Aggregator Worker
Problem: Merge partial results from parallel workers into a single output contract.
This example follows the core principles described in the AI Worker Design Patterns and uses the standard Worker Protocol schema.
Key ideas#
- Keep the worker single-purpose and explicit about inputs and outputs.
- Put hard limits in the contract (timeout, retries, tools allowed).
- Make failures machine-actionable with stable error codes.
- Emit structured signals so orchestrators can route, retry, or escalate.
Diagram#
parts[] -> merge -> merged + conflicts
Worker spec#
worker_id: aggregator-worker
version: 1.0
purpose: Merge partial results from parallel workers into a single output contract.
inputs:
- parts: array
- merge_policy: enum(strict, best_effort)
outputs:
- merged: object
- conflicts: array
- completeness: number
constraints:
timeout_seconds: 60
max_tokens: 1500
tools_allowed: [language_model (optional), merge_rules]
retries:
max_attempts: 2
backoff: exponential
observability:
trace_id: required
log_fields: [worker_id, attempt, duration_ms]
Input schema#
{
"$schema": "https://json-schema.org/draft/2020-12/schema",
"type": "object",
"additionalProperties": false,
"properties": {
"parts": {
"type": "array"
},
"merge_policy": {
"type": "string",
"enum": [
"strict",
"best_effort"
]
}
},
"required": [
"parts",
"merge_policy"
]
}
Output schema#
{
"$schema": "https://json-schema.org/draft/2020-12/schema",
"type": "object",
"additionalProperties": true,
"properties": {
"merged": {
"type": "object"
},
"conflicts": {
"type": "array"
},
"completeness": {
"type": "number"
}
}
}
Constraints#
{
"timeout_seconds": 60,
"max_tokens": 1500,
"retries": {
"max_attempts": 2,
"backoff": "exponential"
},
"rate_limit": "per-tenant (example: 10/min)",
"tools_allowed": [
"language_model (optional)",
"merge_rules"
]
}
Failure modes & handling#
- Conflicting fields under strict policy: error_code=merge_conflict (non-retryable unless upstream changes).
- Missing required parts: error_code=missing_parts, retryable=true if upstream is transient.
- Oversized payload: store parts externally and pass references.
Observability signals#
- logs: worker_id, attempt, duration_ms, status, error_code
- metrics: success_count, failure_count, retry_count, p95_duration_ms
- trace fields: trace_id, span_id, upstream_request_id (if present)
Related examples#
See also#
FAQ#
Should the worker return partial results on failure?
If partial results are safe and useful, return them with a stable status and error_code.

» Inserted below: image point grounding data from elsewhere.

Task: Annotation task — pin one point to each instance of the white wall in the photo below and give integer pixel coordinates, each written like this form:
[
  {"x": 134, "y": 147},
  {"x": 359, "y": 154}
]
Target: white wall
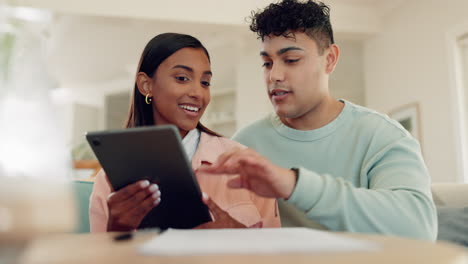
[{"x": 409, "y": 61}]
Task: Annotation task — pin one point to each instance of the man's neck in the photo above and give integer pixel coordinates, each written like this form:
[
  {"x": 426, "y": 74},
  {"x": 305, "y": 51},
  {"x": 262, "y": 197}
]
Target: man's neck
[{"x": 321, "y": 115}]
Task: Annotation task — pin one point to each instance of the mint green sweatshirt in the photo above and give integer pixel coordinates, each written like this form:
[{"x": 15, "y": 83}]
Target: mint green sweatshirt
[{"x": 363, "y": 172}]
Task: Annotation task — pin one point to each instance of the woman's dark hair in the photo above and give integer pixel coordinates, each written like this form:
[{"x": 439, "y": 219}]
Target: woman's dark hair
[
  {"x": 288, "y": 16},
  {"x": 156, "y": 51}
]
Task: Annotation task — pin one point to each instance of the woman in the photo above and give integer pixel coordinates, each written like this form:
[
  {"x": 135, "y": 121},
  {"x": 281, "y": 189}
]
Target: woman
[{"x": 173, "y": 87}]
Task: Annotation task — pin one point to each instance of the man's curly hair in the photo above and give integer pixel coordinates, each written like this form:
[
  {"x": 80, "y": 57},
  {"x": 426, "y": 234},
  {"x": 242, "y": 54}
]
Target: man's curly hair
[{"x": 290, "y": 16}]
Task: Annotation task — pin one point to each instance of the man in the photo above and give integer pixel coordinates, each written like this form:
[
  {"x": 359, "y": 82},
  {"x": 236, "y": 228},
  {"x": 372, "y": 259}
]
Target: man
[{"x": 353, "y": 169}]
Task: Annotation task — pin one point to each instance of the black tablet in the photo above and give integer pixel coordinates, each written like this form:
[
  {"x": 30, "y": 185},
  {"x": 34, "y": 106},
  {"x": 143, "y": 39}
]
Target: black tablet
[{"x": 156, "y": 154}]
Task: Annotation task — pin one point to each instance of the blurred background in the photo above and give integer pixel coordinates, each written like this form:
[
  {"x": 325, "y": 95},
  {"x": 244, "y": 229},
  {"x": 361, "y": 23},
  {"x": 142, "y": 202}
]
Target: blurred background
[{"x": 405, "y": 58}]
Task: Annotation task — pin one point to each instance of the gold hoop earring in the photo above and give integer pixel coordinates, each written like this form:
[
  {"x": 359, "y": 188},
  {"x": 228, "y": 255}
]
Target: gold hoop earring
[{"x": 148, "y": 99}]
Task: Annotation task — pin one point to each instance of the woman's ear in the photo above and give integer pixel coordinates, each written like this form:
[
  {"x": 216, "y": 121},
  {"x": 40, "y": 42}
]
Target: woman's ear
[{"x": 144, "y": 84}]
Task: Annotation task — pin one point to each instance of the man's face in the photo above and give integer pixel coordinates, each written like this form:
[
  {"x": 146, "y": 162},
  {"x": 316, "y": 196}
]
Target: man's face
[{"x": 295, "y": 74}]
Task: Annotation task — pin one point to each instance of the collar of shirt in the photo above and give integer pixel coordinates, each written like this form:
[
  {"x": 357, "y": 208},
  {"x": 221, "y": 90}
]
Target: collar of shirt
[{"x": 190, "y": 142}]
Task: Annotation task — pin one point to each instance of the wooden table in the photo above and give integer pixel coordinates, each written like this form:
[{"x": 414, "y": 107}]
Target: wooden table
[{"x": 101, "y": 248}]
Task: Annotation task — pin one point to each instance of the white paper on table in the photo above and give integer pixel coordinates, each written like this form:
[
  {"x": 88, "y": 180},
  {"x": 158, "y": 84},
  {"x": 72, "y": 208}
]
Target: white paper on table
[{"x": 176, "y": 242}]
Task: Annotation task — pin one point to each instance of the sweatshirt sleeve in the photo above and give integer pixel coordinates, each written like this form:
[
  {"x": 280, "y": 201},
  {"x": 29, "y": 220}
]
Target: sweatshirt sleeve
[
  {"x": 397, "y": 201},
  {"x": 98, "y": 211}
]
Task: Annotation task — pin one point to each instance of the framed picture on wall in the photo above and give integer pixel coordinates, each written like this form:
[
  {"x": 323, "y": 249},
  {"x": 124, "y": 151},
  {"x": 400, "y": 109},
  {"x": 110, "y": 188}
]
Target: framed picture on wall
[{"x": 409, "y": 117}]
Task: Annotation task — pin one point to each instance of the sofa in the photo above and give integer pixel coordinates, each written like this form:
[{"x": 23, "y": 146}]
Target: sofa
[{"x": 451, "y": 200}]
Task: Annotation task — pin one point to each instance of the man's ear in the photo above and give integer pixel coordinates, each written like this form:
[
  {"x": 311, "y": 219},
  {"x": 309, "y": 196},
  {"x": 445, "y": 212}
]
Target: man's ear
[
  {"x": 144, "y": 84},
  {"x": 332, "y": 53}
]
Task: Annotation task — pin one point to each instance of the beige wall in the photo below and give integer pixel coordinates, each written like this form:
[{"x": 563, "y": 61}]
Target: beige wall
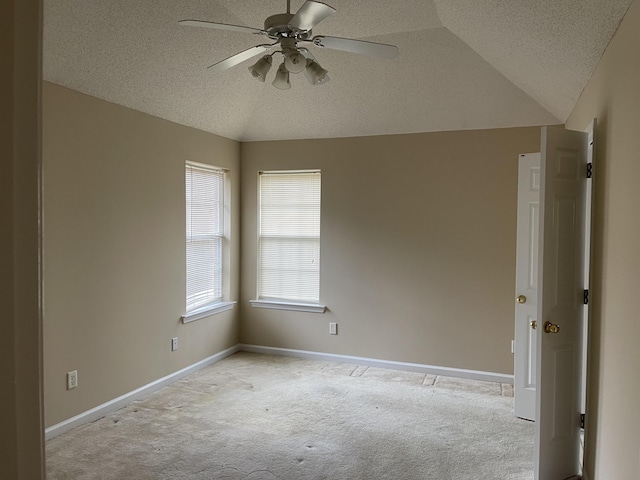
[
  {"x": 613, "y": 96},
  {"x": 114, "y": 251},
  {"x": 417, "y": 246},
  {"x": 21, "y": 430}
]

Otherwise fail fast and let orchestration decide.
Where should large artifacts go?
Store them externally (object storage or DB) and return a reference (URL or artifact ID) in the response.
How should I choose timeouts?
Set a hard ceiling based on SLOs and queue backpressure. Prefer smaller workers with tighter timeouts over monolith workers.